No
conhecido episódio de Nm 16,2, Coré, Datan e Abiram desafiam a autoridade de
Moisés “colocando-se de pé” diante dele. A oposição é marcada pelo verbo
“pôr-se de pé”, “levantar” (qum). Em Gn 18,22 temos uma construção semelhante.

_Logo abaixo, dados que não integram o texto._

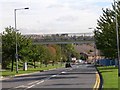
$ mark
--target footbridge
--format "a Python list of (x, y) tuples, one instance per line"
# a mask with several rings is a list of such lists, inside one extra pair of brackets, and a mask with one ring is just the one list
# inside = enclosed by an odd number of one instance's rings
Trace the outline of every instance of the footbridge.
[(94, 43), (93, 33), (34, 34), (33, 44), (83, 44)]

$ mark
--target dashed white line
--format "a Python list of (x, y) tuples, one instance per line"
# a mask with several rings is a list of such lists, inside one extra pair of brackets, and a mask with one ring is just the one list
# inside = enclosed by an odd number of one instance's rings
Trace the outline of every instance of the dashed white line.
[(56, 77), (57, 75), (52, 75), (51, 77)]
[(37, 82), (39, 82), (39, 81), (35, 81), (35, 82), (28, 83), (28, 85), (31, 85), (31, 84), (34, 84), (34, 83), (37, 83)]
[(27, 88), (32, 88), (32, 87), (34, 87), (35, 86), (35, 84), (33, 84), (33, 85), (31, 85), (31, 86), (29, 86), (29, 87), (27, 87)]
[[(61, 73), (66, 73), (66, 72), (63, 71), (63, 72), (61, 72)], [(57, 75), (59, 75), (59, 74), (57, 74)], [(28, 83), (27, 85), (29, 85), (29, 86), (21, 85), (21, 86), (15, 87), (15, 88), (26, 87), (25, 90), (27, 90), (27, 89), (29, 89), (29, 88), (34, 87), (35, 85), (41, 84), (41, 83), (45, 82), (46, 80), (49, 80), (49, 79), (52, 78), (52, 77), (56, 77), (57, 75), (52, 75), (52, 76), (50, 76), (49, 78), (46, 78), (46, 79), (44, 79), (44, 80), (42, 80), (42, 81), (38, 81), (38, 80), (37, 80), (37, 81), (31, 82), (31, 83)]]
[(22, 88), (22, 87), (27, 87), (27, 86), (20, 85), (20, 86), (17, 86), (17, 87), (15, 87), (15, 88)]
[(63, 72), (61, 72), (61, 73), (66, 73), (66, 72), (63, 71)]
[(44, 81), (45, 81), (45, 80), (42, 80), (42, 81), (38, 82), (37, 84), (43, 83)]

Neste caso Abraão “permanece de pé diante das faces de Javé”. O verbo é outro
(‘amad), mas num primeiro momento parece expressar a mesma ideia. Será?
Bem,
neste caso o texto estaria sugerindo que Abraão permanece de pé “diante das
faces” de Javé como que se opondo ao plano divino de destruir Sodoma. Essa
oposição parece ser confirmada a partir da (insistente e ousada) intercessão do
patriarca a favor de Sodoma (vv. 23-25; 27-29; 30-31; 32). Um confronto como
este não seria inédito: Jacó luta com Deus... e vence! (cf. Gn 32,28; Os
12,3-4).
Para
confirmar a tese eu precisaria localizar e analisar outras ocorrências do verbo
“‘amad” antes da expressão “diante das faces de”. Encontrei quatro casos: Jr
35,19; Zc 3,1; 2Cr 20,13 e 18,20. Em todos eles, “ESTAR DE PÉ diante das faces
de” serve apenas para indicar a posição do interlocutor. Nunca indica oposição.
O
verbo usado em Nm 16,2 (revolta contra Moisés) possui sentido diferente: não
significa “estar/permanecer de pé”, mas “pôr-se de pé”, “levantar”. Enfim,
indica movimento, é “levantar-se” de algum lugar (Ex 24,13; Nee 9,3),
“levantar” algo (Ex 26,30; 1Rs 16,32) ou “levantar-se” contra alguém ou algo
(cf. Gn 4,8; Ex 15,7; Jz 20,5).
Então embora seja
verdade que o texto coloca Abraão de certa maneira em oposição aos planos de
Javé, esta postura não é acentuada pelo verbo. Não indica postura de
confrontação, mas de súplica, de intercessão. Uma sutileza do verbo que faz
muita diferença.
Jones F. Mendonça
Nesse texto, Abraão aparece usando uma expressão que se repete em Jó 42,6: eu, que sou pó e cinza. Lá, traduz-se no pó e na cinza, a despeito de não haver preposição. Jack Miles diz que Jó 42,6 é da mesma ordem gramatical que esse texto de Abraão: Jó teria dito que tem pena do pó e da cinza, que Miles traduz "mortal clay" (barro mortal). Jó não se arrepende, mas, diante da visão do deus apavoneando-se, ele reflete que miseráveis são seus conterrâneos... Faz muito sentido.